Who is your employer? Most of us can answer that question fairly easily. But the National Labor Relations Board (NLRB) wants to confuse this question to advance Big Labor’s agenda.
Yesterday, the NLRB ruled in its Browning-Ferris decision that the definition of an employer should be broadened in order to keep up with the new innovations and changing workplace in the modern economy. It ruled the definition should include all entities that have a mere “right” to exercise “indirect” control over employment terms.
This ruling is a shot across the bow of the burgeoning sharing economy and successful franchise system (not to mention the longstanding subcontracting model) in this country. It is yet another burden on job creators, many of whom will be thrown into legal limbo, uncertainty, and unpredictability under this broadened definition — unsure about whether they have some perceived or manufactured indirect control over employment.
Some background: Under the National Labor Relations Act, an employer is defined as exercising direct control over wages, benefits, and working conditions. Subsequent NLRB rulings have ruled that an employer “meaningfully affects matters relating to the employment relationship such as hiring, firing, discipline, supervision, and direction.” In other words, your employer is your employer.
According to the dissenting opinion, this broadened definition will have a disrupting effect on business relationships including user-supplier, lessor-lessee, parent-subsidiary, contractor-subcontractor, franchisor-franchisee, predecessor-successor, creditor-debtor, and contractor-consumer.
This will increase liability, regulatory burdens, litigation, and other expenses among these business relationships, confusing employees, unions, and employers about who is an “employer.” In fact, the new broad and vague employer definition may be more likely to retard collective bargaining than advance it because an untold number of entities may be considered the employer for bargaining purposes.
The ruling is based on a flawed premise of needing to update labor law to keep up with new innovations in the economy. This is a fiction that ignores the many forms of subcontracting, outsourcing, and temporary employment that have been in place for at least 200 years and have not been addressed by either a Democrat- or Republican-controlled Congresses since the last legislative update. That’s because despite new innovations in the economy, the underlying principles of the employment relationship have not changed. They have worked for both sides of the political spectrum.
In this sense, the NLRB decision is government overreach at its worst. The NLRB is confusing its authority to define who an employer is with the authority to modify the employer standard itself. The authority to redefine the nation’s economic policy like this is one that rests with Congress, not three unaccountable bureaucrats with a history of union sympathy.
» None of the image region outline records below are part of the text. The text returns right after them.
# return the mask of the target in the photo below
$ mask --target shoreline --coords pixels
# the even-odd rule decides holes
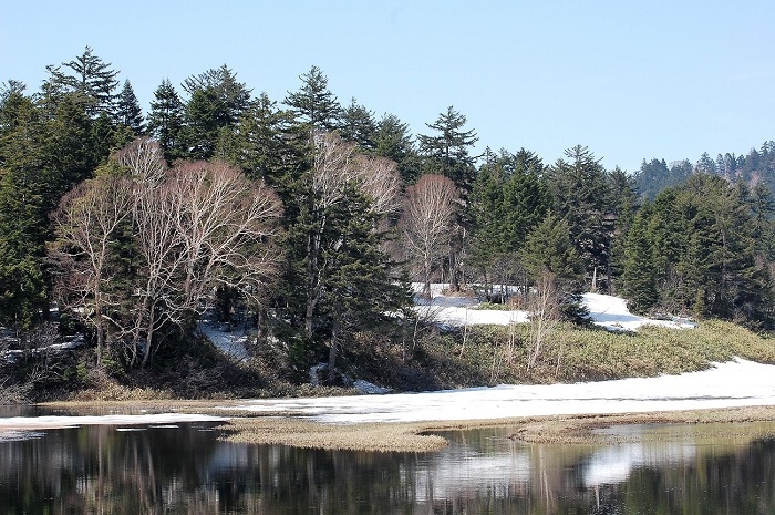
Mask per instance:
[[[217,426],[220,440],[247,444],[280,444],[307,449],[352,450],[376,452],[437,452],[448,441],[437,433],[474,429],[504,428],[507,437],[528,444],[603,445],[638,436],[602,433],[595,430],[632,424],[698,424],[709,436],[762,437],[775,436],[775,425],[763,429],[757,424],[775,422],[775,406],[741,406],[663,411],[650,413],[540,415],[504,419],[479,419],[425,422],[372,422],[331,424],[308,420],[300,414],[246,413],[232,401],[149,401],[149,402],[55,402],[42,406],[82,412],[84,415],[110,412],[130,414],[203,415],[223,418]],[[142,420],[142,419],[140,419]],[[213,419],[210,419],[213,420]],[[126,423],[126,422],[122,422]],[[132,422],[128,422],[132,423]],[[145,422],[136,422],[145,423]],[[66,424],[72,426],[73,423]],[[78,424],[76,424],[78,425]],[[0,425],[3,431],[34,431],[51,425],[25,424],[22,428]]]

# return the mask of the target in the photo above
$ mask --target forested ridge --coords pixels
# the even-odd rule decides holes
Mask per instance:
[[[477,285],[575,323],[580,293],[599,291],[642,313],[772,328],[775,143],[633,174],[581,145],[544,163],[477,143],[453,106],[415,135],[340,102],[316,66],[285,99],[226,65],[164,79],[145,111],[90,48],[48,66],[39,91],[7,80],[0,354],[27,352],[4,381],[34,375],[30,349],[63,334],[84,334],[106,373],[185,368],[207,318],[251,327],[287,380],[322,361],[334,383],[363,342],[415,349],[412,282]],[[81,367],[46,373],[84,380]]]

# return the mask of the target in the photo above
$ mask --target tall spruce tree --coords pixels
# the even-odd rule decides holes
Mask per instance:
[[[554,212],[568,222],[588,281],[598,288],[609,271],[613,234],[610,184],[600,159],[586,146],[568,148],[565,155],[548,171]]]
[[[353,97],[350,104],[342,110],[339,134],[345,141],[358,144],[362,152],[373,153],[376,150],[374,113],[369,111],[363,104],[359,104]]]
[[[135,95],[132,84],[128,80],[124,81],[124,86],[118,93],[116,102],[116,121],[120,125],[128,127],[133,136],[142,136],[145,133],[145,123],[143,120],[143,110],[140,106],[137,96]]]
[[[425,158],[425,172],[446,175],[464,193],[469,192],[473,184],[476,156],[471,155],[471,150],[479,140],[473,128],[463,130],[466,122],[466,117],[451,105],[434,123],[426,124],[433,134],[417,136]]]
[[[111,117],[115,114],[115,90],[118,86],[118,72],[94,55],[86,47],[81,55],[59,66],[46,68],[50,78],[43,89],[55,102],[65,93],[71,93],[83,103],[86,114],[95,119],[100,113]]]
[[[629,301],[628,307],[637,313],[648,312],[659,301],[658,267],[654,262],[654,241],[650,231],[652,217],[651,204],[640,208],[624,246],[623,290]]]
[[[421,162],[409,124],[394,114],[384,114],[376,123],[375,154],[388,157],[399,165],[404,184],[414,184],[420,178]]]
[[[162,145],[167,163],[184,154],[182,131],[183,101],[169,80],[165,79],[154,92],[154,101],[151,102],[148,133]]]
[[[329,90],[329,80],[318,66],[299,75],[301,87],[288,92],[285,104],[293,109],[299,122],[318,131],[339,128],[342,107]]]

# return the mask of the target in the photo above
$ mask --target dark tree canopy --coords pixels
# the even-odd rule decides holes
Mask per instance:
[[[334,131],[340,125],[342,107],[329,90],[329,80],[318,66],[299,75],[301,87],[288,92],[286,105],[293,109],[300,122],[320,131]]]

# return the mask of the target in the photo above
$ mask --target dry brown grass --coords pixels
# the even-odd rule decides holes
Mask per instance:
[[[613,415],[557,415],[450,422],[322,424],[288,413],[255,414],[236,409],[234,401],[102,401],[58,402],[46,405],[81,413],[184,412],[230,418],[220,430],[230,442],[281,444],[308,449],[380,452],[434,452],[447,445],[436,433],[484,428],[506,428],[513,440],[527,443],[604,444],[638,436],[601,434],[596,429],[626,424],[701,424],[709,437],[758,437],[772,426],[748,422],[775,422],[775,406],[630,413]]]

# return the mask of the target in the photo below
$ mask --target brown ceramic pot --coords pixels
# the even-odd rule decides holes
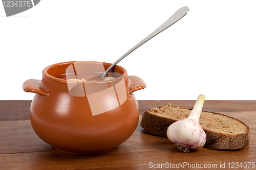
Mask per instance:
[[[139,120],[139,108],[133,92],[143,89],[146,84],[137,76],[128,76],[124,68],[116,65],[110,72],[121,74],[122,76],[120,78],[110,81],[79,84],[84,89],[86,86],[97,88],[100,83],[108,84],[111,88],[111,83],[117,87],[117,81],[123,80],[126,96],[124,98],[123,95],[122,98],[124,100],[122,101],[119,99],[117,107],[111,108],[114,104],[113,101],[116,101],[117,94],[115,94],[114,98],[108,93],[100,96],[100,103],[96,106],[97,99],[91,96],[89,99],[88,95],[71,95],[68,85],[73,83],[58,78],[59,75],[65,75],[67,68],[74,62],[60,63],[48,66],[42,71],[41,80],[30,79],[23,84],[24,91],[36,93],[30,109],[32,127],[42,140],[62,152],[89,155],[110,151],[126,140],[134,132]],[[111,64],[87,62],[95,65],[103,63],[105,69]],[[117,87],[116,88],[117,89]],[[93,103],[94,109],[90,102]],[[93,111],[93,109],[99,109],[102,112],[105,107],[109,107],[109,111],[100,113],[95,113]]]

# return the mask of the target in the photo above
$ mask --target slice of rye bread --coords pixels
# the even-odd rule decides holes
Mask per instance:
[[[168,127],[187,118],[192,109],[168,105],[152,108],[142,115],[140,126],[149,133],[167,137]],[[249,143],[249,127],[232,117],[202,111],[199,124],[206,134],[204,148],[213,150],[238,150]]]

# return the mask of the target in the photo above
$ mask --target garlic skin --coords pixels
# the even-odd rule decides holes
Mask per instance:
[[[189,149],[201,148],[205,143],[206,135],[199,123],[205,100],[204,95],[200,95],[189,116],[173,123],[168,128],[168,138],[184,152],[189,152]]]

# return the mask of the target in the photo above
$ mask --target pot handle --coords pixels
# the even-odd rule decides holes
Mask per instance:
[[[41,81],[36,79],[28,80],[22,85],[22,88],[25,91],[36,93],[42,97],[45,97],[47,95],[47,93],[42,87]]]
[[[127,91],[131,93],[137,90],[143,89],[146,86],[146,83],[141,78],[135,76],[128,76],[129,84]]]

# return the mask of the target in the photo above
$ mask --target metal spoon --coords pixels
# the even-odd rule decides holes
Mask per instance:
[[[144,44],[146,41],[148,41],[150,39],[157,35],[157,34],[161,33],[162,31],[164,31],[167,28],[172,26],[174,23],[178,21],[181,18],[186,15],[188,12],[188,7],[183,7],[180,8],[179,10],[177,11],[169,19],[168,19],[164,23],[163,23],[161,26],[160,26],[158,29],[155,30],[153,33],[148,35],[147,37],[145,38],[141,41],[139,42],[137,45],[132,47],[130,50],[127,51],[125,54],[124,54],[122,57],[119,58],[117,60],[116,60],[114,63],[113,63],[101,76],[100,78],[102,79],[105,77],[106,74],[114,66],[116,65],[119,61],[123,59],[124,57],[127,56],[131,53],[133,52],[134,50],[136,50],[138,47]]]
The ruling will have a disruptive effect on the sharing and consulting economy, which make wide use of contracting relationships, meaning that millions of people will no longer be able to be their own boss. But perhaps its biggest ramification will come to the franchise system, which has allowed 825,000 franchise businesses to generate more than 2.1 trillion economic output to the U.S. economy and produce more than 18 million direct and indirect jobs.
Faced with new liability about the millions of daily decisions their franchisees make, franchisors will be forced to centralize control and decision making in an effort to avoid lawsuits under the new definition of employer. This will disproportionately hurt minorities, who own about one in five franchisees and often locate in minority neighborhoods and hire minority employees.
Leave it to unelected bureaucrats to complicate and muddy a basic definition with centuries of precedent under common law. Evidently they have forgotten who their employer is.